22:41I don't think that's good for society.
22:43I don't think that's good values.
22:44So I think that all investing, I think all companies in the same way that all investing
22:53is values-based, good values, bad values, mixed values, I think that all companies are impact
23:00companies, negative impact, neutral impact, positive impact, and that we ought to talk about
23:07bringing the whole picture in.
23:08This idea that there's externalities and we don't count them is absurd to me.
23:16That's a really good point.
23:19I'm thinking also about what you've said about philanthropy,
23:21and this kind of ties into money having a value.
23:24Can you talk about the 95% versus the 5%, especially for folks who maybe run a philanthropy?
23:30Great question.
23:31Endowments are an increasingly important source of capital for GPs, for venture capital funds,
23:39but then, of course, in turn, fund startups.
23:43But how philanthropy has operated traditionally is this 95-5 problem, as I think about it.
23:5195% is their investment.
23:54And usually, the chief investment officer is in a world separate from the program officers.
24:03And so with the 5%, we are fighting poverty, or we're educating low-income kids, or we're feeding
24:14the hungry, or we're fighting climate change.
24:16But 95% over here, the chief investment officers are evaluated based on one and only one criterion,
24:25how much money they make.
24:27And so they're over here.
24:28They're not talking about the program manager's concerns.
24:33They're not talking about the mission of the foundation.
24:36They're singularly focused on making money.
24:39So if 95% of your money goes into investing in things that promote climate change rather
24:48than fighting it, that increase gaps between haves and have-nots instead of reducing poverty,
24:55and 5% goes over here to programs that fix it, who's going to win in the 95-5?
25:02So we're trying to get foundations to invest consistent with mission.
25:08And part of that is to compensate chief investment officers and their teams for both their impact
25:16and their financial returns.
25:18So that sounds like your mission for the next 50 years or more, next 70 years or more.
25:23But since we are talking for the 50 over 50, I have a few questions that we like to ask everyone.
25:28And I'll start with this one.
25:29Is being over the age of 50, over the age of 70, an advantage or disadvantage in your line of work?
25:37Well, from my perspective, it's an advantage.
25:41From the external world, it's a disadvantage.
25:43And so juggling those things is often a concern.
25:47Interesting.
25:48How do you juggle those things?
25:50Well, in a few ways.
25:52One is I try to put myself in positions where my experience or my perspective is helpful.
25:59And one of the things I can do is to mentor and lift up younger women.
26:07And that's a huge joy.
26:10Speaking of younger women, what would you tell women in their 20s or 30s who feel like they have to rush
26:16to accomplish everything they want to before the age of 40 or even before the age of 30?
26:21Well, slow down, girl.
26:25Look, I'm here in my 70s.
26:29Your life expectancy, if you're in your 20s or 30s, probably is into 100.

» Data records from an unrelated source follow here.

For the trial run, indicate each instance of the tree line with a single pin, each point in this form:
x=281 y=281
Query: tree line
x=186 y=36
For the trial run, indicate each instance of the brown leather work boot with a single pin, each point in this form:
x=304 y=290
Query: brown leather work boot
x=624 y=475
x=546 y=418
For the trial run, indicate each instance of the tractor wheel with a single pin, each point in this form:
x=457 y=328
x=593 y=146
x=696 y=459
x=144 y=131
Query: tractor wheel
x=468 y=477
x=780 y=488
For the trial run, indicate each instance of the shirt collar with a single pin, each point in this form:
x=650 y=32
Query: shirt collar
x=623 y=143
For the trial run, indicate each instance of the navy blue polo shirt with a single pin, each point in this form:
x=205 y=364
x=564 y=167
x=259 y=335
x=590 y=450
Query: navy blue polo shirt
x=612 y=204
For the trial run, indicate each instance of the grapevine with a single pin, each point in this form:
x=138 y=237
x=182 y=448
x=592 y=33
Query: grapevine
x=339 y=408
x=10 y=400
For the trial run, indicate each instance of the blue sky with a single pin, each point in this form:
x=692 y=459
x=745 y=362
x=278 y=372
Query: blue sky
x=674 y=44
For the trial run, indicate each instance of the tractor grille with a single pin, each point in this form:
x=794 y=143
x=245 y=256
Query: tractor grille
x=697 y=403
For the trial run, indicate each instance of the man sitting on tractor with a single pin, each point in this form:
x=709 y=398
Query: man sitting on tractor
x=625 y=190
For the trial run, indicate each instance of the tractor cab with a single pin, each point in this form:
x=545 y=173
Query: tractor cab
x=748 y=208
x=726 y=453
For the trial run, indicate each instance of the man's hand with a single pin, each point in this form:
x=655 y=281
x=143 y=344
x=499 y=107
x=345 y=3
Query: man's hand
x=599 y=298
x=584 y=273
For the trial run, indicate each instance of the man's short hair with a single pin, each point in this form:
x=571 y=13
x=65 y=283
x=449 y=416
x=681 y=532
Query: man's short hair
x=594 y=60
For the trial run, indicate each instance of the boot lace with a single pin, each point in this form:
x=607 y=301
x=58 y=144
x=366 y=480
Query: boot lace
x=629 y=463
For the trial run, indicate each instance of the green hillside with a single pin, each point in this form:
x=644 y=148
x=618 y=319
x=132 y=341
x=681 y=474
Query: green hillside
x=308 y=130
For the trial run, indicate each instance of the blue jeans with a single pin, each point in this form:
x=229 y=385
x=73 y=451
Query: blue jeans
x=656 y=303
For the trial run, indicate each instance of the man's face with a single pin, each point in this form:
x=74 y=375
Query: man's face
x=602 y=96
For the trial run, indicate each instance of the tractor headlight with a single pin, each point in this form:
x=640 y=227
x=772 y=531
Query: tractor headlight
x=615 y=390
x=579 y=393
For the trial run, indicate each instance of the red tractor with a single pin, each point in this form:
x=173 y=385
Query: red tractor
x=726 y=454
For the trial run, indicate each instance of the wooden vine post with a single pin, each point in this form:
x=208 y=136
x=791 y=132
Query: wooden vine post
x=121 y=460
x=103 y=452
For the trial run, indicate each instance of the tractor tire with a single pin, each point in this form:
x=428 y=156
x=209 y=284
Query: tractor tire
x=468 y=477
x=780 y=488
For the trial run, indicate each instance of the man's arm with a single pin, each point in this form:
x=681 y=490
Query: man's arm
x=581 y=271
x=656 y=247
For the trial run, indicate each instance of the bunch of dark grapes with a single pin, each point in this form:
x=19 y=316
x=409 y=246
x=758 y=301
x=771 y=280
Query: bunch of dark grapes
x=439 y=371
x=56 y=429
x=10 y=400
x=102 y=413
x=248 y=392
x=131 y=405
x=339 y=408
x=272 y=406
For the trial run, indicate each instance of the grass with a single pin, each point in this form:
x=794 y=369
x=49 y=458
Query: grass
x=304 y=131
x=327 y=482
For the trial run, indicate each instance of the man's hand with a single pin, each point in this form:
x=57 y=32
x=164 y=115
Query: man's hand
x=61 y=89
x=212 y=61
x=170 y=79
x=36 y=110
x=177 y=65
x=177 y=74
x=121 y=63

26:35And so think about what you want to accomplish in different phases.
26:39Think about how to live with yourself for the long term.
26:43When you, you know, put your head on your pillow at 20 or 30 or 50 or 80, what are you going
26:50to be proud of?
26:53We talked about how your activism started as a teen, a preteen, picketing for farm workers.

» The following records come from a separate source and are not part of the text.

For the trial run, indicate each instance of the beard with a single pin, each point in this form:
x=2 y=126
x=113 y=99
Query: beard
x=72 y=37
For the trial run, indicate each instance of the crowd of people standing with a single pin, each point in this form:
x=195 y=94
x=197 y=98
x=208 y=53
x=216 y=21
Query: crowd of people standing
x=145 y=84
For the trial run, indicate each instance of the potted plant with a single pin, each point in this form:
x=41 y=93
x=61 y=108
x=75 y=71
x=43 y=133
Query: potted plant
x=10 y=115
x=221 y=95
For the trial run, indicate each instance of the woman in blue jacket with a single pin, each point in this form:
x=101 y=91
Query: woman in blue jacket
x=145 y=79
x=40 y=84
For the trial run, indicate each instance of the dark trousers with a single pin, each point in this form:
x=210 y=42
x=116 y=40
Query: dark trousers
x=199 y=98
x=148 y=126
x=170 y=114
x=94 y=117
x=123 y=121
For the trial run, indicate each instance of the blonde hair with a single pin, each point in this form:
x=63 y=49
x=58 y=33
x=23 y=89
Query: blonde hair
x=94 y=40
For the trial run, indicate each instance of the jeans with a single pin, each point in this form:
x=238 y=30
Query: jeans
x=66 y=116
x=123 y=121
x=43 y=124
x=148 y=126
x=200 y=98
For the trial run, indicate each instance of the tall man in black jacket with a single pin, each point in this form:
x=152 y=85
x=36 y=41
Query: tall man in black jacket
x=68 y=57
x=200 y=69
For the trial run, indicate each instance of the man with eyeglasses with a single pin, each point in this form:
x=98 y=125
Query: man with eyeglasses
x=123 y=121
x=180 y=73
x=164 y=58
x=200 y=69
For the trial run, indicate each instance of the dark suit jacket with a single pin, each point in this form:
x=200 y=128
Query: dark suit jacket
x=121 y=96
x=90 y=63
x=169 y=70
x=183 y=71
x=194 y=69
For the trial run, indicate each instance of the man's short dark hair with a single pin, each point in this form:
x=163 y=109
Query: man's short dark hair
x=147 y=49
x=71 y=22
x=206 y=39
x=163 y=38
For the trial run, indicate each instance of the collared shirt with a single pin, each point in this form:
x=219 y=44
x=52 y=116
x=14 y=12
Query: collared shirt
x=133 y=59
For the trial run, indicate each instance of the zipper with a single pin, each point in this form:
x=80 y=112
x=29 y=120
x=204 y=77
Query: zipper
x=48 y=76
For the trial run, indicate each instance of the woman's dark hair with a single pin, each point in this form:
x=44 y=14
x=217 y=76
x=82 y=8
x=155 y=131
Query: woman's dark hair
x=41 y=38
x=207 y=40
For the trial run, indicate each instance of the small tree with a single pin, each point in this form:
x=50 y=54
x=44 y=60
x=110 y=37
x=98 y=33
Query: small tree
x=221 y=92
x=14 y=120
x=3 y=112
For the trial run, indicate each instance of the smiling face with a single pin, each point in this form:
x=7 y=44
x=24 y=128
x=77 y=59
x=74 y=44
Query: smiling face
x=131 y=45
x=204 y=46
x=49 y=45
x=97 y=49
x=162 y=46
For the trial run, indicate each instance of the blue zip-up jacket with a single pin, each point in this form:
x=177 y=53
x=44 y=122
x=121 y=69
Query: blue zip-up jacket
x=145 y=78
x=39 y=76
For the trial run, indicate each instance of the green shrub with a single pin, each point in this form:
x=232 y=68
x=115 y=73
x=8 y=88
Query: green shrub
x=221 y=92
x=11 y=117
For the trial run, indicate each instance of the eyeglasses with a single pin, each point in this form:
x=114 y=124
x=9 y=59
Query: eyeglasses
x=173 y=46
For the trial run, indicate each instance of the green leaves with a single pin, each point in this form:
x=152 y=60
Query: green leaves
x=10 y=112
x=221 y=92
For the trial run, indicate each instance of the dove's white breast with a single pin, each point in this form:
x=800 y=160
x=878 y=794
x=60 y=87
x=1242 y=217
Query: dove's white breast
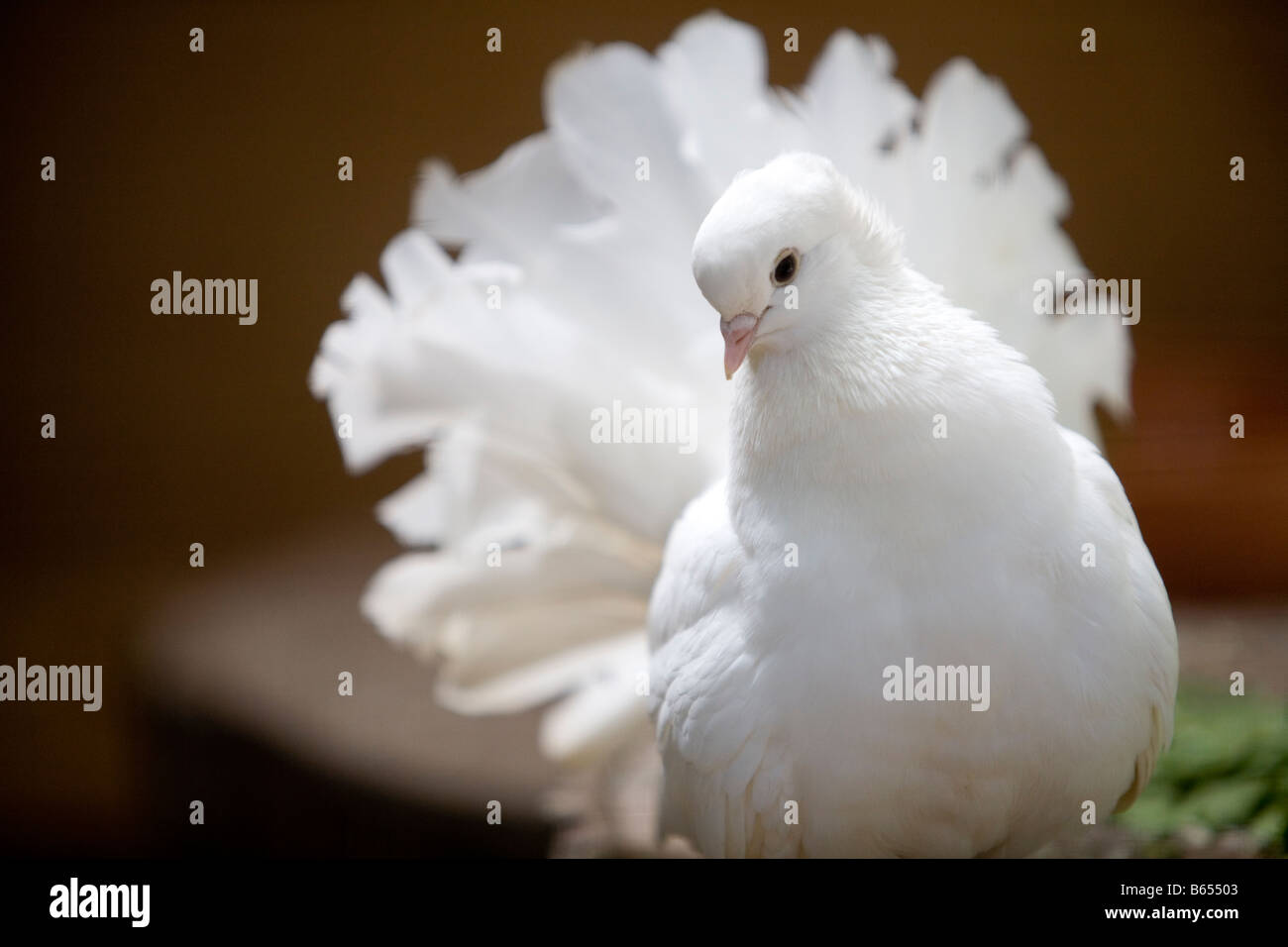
x=961 y=551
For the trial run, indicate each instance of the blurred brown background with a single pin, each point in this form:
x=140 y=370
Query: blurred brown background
x=176 y=429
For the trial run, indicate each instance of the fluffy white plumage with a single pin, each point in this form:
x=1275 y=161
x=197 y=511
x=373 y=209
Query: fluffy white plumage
x=597 y=304
x=848 y=539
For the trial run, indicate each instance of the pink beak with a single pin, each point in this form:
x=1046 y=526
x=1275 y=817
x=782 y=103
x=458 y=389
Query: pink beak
x=739 y=333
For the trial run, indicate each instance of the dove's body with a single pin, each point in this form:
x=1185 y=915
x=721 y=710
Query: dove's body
x=902 y=491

27:00Did that preteen, Frida, ever imagine her career after the age of 50?
27:05And if so, what did she think her older self would be doing?
27:10I don't know.
27:1150 seemed like remote to a middle schooler.
27:14But I thought that I wanted to be a lawyer at that age.
27:21I thought, okay, that's a way to make things better, to fight for the, you know, the marginalized.
27:27And then I learned that the law doesn't always coincide with fairness.
27:35And I was more interested in fairness than in following the rule of law everywhere it went.
27:43And so now you are working to secure fairness for the world's entrepreneurs.
27:49Exactly.
27:50Frida K. Borklein, thank you so much for sitting down with us.
27:52It's been a pleasure.
27:53Thank you so much for the opportunity.
27:55Frida K. Borklein, thank you so much for joining us today.